A Bernard le habían surgido muchas dudas antes de hacer su planificación del recorrido que iba a realizar. Tenía dos rutas muy definidas, una que se dirigía hacia el sureste que enlazaba varias encomiendas llegando a Medina del Campo y la otra que iba hacia el sur y llegaba hasta Ciudad Rodrigo. Cuando llegara a la última de las encomiendas de cualquiera de las rutas enlazaría las dos últimas poblaciones. Esa representaba la distancia mayor que tenía que recorrer entre dos encomiendas y luego regresaría por la ruta que hubiera elegido en segundo lugar hasta llegar de nuevo a León.

Después de analizar los pros y los contras se decidió por la ruta que iba hacia el sur, en ella había más concentración de encomiendas y la distancia entre ellas era mucho más corta; así, si no disponía de tiempo suficiente para terminar en el plazo que se había marcado, visitaría el mayor número de lugares posible.

Dos días después de iniciar su misión llegó a la primera cuidad que debía visitar, se trataba de Benavente, y antes de dirigirse a la encomienda que tenía en su lista, como había llegado muy tarde, decidió buscar una posada para descansar y a la mañana siguiente, después de desayunar, visitaría al preceptor de la encomienda.

Benavente era una ciudad próspera, estaba enclavada en una arteria que ya los romanos usaron para enlazar las principales ciudades de esa parte de su imperio. Su situación estratégica le permitió un desarrollo que los condes que gobernaban la ciudad supieron aprovechar para potenciar los negocios que mantenían en aquella plaza.

A la mañana siguiente, se dirigió hasta donde se encontraba la encomienda que se proponía visitar.

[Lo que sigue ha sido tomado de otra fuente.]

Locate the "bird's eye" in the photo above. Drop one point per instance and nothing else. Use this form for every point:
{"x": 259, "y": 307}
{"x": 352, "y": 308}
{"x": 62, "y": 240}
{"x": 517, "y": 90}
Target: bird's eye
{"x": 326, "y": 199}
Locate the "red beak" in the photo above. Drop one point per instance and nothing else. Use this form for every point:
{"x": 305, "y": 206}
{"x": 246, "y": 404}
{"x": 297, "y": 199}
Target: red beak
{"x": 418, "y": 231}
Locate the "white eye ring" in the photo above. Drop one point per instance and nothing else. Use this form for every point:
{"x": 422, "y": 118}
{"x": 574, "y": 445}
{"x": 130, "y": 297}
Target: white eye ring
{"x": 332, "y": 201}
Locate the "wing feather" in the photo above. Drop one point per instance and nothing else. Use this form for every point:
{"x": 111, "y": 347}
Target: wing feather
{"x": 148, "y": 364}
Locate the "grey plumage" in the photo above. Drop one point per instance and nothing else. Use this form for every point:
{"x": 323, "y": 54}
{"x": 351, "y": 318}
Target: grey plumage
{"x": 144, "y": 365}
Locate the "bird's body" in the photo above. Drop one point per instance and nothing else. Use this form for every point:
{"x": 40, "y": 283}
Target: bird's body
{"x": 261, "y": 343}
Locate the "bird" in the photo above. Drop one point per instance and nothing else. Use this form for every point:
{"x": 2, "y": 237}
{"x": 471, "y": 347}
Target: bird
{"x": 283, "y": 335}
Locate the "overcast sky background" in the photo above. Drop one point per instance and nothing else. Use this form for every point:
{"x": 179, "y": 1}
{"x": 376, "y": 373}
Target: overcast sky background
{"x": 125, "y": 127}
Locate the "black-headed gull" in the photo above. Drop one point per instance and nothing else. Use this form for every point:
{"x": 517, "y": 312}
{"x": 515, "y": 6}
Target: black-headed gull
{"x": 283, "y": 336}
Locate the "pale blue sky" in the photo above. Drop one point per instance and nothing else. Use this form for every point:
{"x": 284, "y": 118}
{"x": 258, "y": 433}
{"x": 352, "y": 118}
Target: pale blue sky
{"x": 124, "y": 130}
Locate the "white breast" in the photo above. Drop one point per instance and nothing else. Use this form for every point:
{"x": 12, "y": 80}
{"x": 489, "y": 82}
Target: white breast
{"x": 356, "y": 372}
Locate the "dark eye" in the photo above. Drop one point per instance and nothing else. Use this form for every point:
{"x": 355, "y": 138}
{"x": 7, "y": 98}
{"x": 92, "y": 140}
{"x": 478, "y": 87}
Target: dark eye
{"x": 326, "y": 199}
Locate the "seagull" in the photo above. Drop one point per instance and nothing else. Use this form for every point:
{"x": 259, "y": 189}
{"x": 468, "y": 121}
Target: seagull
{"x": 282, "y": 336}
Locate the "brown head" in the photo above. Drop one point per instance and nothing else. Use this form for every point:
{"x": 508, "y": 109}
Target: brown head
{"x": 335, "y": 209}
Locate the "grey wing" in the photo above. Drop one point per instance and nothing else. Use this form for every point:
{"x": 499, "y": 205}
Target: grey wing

Preguntó por Miguel que era el preceptor y uno de los criados le señaló a un hombre que se encontraba en el interior de la estancia.

Tocó con los nudillos en la puerta y el hombre levantó la cabeza fijándose en aquel desconocido, tratando de recordar de qué podía conocerle.

-¿Es usted Miguel? – preguntó Bernard.

-¿Quién pregunta por él? – dijo el preceptor.

-Mi nombre es Bernard y vengo de parte del maestre de la orden con una misión que debo exponerle únicamente a él.

Bernard se sentó frente a Miguel y le fue poniendo al corriente de los detalles del encargo que le había llevado hasta allí. Mientras le hablaba ratificaba algunos datos en un documento que observaba constantemente y cuando terminó, desplegó el documento que estaba firmado por el maestre y se lo mostró para ratificar que cuanto le había dicho era verdad. Una vez que hubo terminado, esperó unos minutos observando las reacciones que tenía su interlocutor.

-Estaba avisado de su llegada – dijo Miguel – Hace unas semanas pasaron por aquí los preceptores de Zamora y de Ciudad Rodrigo y me hablaron de la reunión que habían tenido en Ponferrada con el maestre y con usted.